WAN 2.2 FP8 I2V - Image-to-Video and Text-to-Video Models
High-quality text-to-video (T2V) and image-to-video (I2V) generation models in FP8 quantized format for memory-efficient deployment on consumer-grade GPUs.
Model Description
WAN 2.2 FP8 is a 14-billion parameter video generation model based on diffusion architecture, optimized with FP8 quantization for efficient deployment.
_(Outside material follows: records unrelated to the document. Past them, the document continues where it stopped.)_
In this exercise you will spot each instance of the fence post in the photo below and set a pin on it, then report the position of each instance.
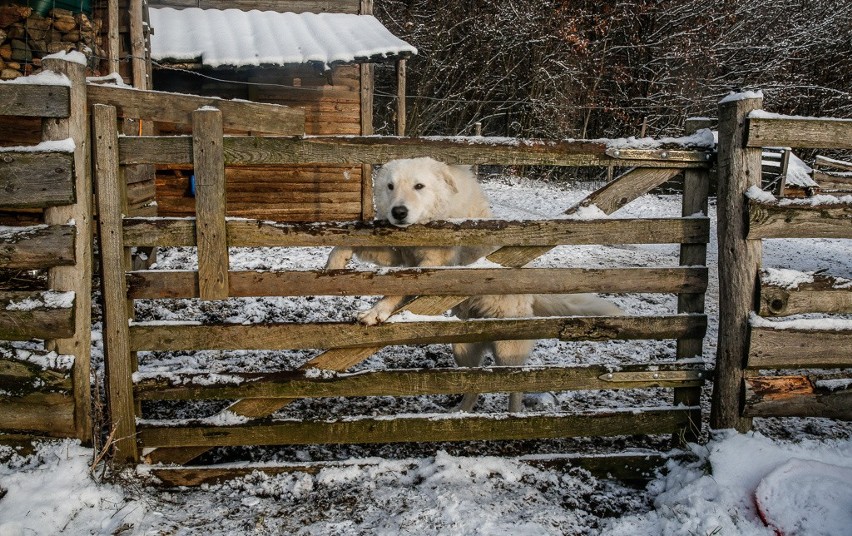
(739, 259)
(76, 278)
(118, 359)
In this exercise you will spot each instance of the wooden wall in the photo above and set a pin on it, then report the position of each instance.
(331, 102)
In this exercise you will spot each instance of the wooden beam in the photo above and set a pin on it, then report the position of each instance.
(36, 180)
(419, 429)
(544, 233)
(739, 260)
(795, 396)
(40, 246)
(772, 220)
(118, 359)
(796, 132)
(178, 108)
(424, 281)
(211, 236)
(624, 189)
(302, 384)
(823, 295)
(34, 100)
(795, 348)
(247, 151)
(174, 337)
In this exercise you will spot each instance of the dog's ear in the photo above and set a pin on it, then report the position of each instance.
(447, 176)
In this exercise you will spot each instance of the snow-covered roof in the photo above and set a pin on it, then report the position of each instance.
(235, 38)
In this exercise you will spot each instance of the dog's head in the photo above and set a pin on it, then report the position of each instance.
(415, 190)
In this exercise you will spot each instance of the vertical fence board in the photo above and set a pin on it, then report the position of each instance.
(118, 360)
(739, 260)
(211, 236)
(76, 278)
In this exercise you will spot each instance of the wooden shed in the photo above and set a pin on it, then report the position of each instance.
(315, 56)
This repository contains FP8 quantized variants that provide excellent quality with significantly reduced VRAM requirements compared to FP16 models (~50% memory reduction).
Key Features:
- 14B parameter diffusion-based video generation architecture
- FP8 E4M3FN quantization for memory efficiency
- Dual noise schedules (high-noise for creativity, low-noise for faithfulness)
- Support for both text-to-video and image-to-video generation
- Production-ready
.safetensorsformat
Model Statistics:
- Total Repository Size: ~56GB
- Model Architecture: Diffusion transformer (14B parameters)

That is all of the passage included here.